Problems with Mac OS X Clients

David W. Hankins David_Hankins at isc.org
Mon May 8 18:54:01 UTC 2006


On Sat, May 06, 2006 at 08:24:00PM +0100, Adrian Merwood wrote:
> I am running 2 different (alternating) DHCP 3.0.3 servers - 1 on 
> Mandrake 2006 and 1 on CentOS.  They both exhibit the same behaviour.  

Did you build from source or package?

It's hard to tell if you're using LPF or BSD sockets for transmission
to these clients.

An easy way to find out is to examine the startup blurbs ("Listening
on ...").

I ask because I know some distributions have, in the past, intentionally
built using BSD sockets so that the dhcpd binary does not bypass firewall
rules.

I'm actually not sure what an OSX client will do if you use BSD sockets
to transmit to them (and get broadcast ip-address or ethernet mac wrong).
I've never tried it.  Windows sure doesn't like it though.  It's the FAQ
place to start looking: is your DHCP server producing all-ones broadcasts
meaning both IP address (255.255.255.255) and mac address.

> May  6 20:15:32 gateway dhcpd: DHCPDISCOVER from 00:16:cb:07:49:93 via eth1
> May  6 20:15:32 gateway dhcpd: DHCPOFFER on 192.168.1.195 to 
> 00:16:cb:07:49:93 via eth1

Presuming the OFFER gets to the client (questionable but easy to
verify if you own the client), and presuming the REQUEST, if any, would
be able to reach the DHCP server (highly probable considering the
DISCOVER does), then the only remaining explanation is that the client
doesn't like something in (or not in) the offer for some reason.

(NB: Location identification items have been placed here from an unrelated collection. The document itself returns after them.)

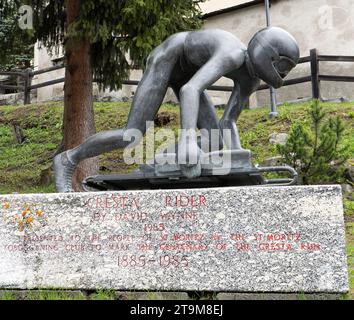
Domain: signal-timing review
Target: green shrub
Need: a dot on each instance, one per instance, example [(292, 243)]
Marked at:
[(315, 151)]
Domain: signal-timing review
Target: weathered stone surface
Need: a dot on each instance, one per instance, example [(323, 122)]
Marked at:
[(249, 239), (152, 295)]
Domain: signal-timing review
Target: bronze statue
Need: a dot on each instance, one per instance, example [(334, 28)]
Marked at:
[(189, 63)]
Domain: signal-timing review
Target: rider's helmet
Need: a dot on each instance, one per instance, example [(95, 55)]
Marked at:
[(273, 53)]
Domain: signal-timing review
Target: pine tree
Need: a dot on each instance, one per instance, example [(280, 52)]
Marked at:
[(97, 36), (315, 152)]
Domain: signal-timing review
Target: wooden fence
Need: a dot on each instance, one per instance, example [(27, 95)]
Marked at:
[(315, 77)]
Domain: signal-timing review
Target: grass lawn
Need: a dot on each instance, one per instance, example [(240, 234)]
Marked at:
[(24, 167)]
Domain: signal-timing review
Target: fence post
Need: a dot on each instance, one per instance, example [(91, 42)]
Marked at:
[(27, 85), (316, 93)]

This is an Apple question, not an ISC one...we can only speculate as to
what it finds lacking in the offer.

> The 192.168.1.64 address is from another network served by a built in 
> DHCP server on an ADSL router which happily serves up addresses to OS X.

We have a few OSX boxes here at ISC, and have had no issues.  I suspect
the difference is that we don't utilize RFC1918 addresses.

So this is possibly OSX brain damage stemming from the belief that the
client has not changed networks (it's still on the same subnet).

See also:

	http://www.ietf.org/rfc/rfc4436.txt

Which I don't know if the OSX client implements or not, but it does
have an Apple employee on the authors list.


If all else fails, compare ethereal traces of the two networks from
the client's point of view.  See what's different.  Don't filter the
trace down to just DHCP - you want to see ARP and maybe ICMP too.

If you don't mind emailing them to dhcp-bugs at isc.org, I get a kick
out of looking at DHCP packets over lunch sometimes.

-- 
David W. Hankins		"If you don't do it right the first time,
Software Engineer			you'll just have to do it again."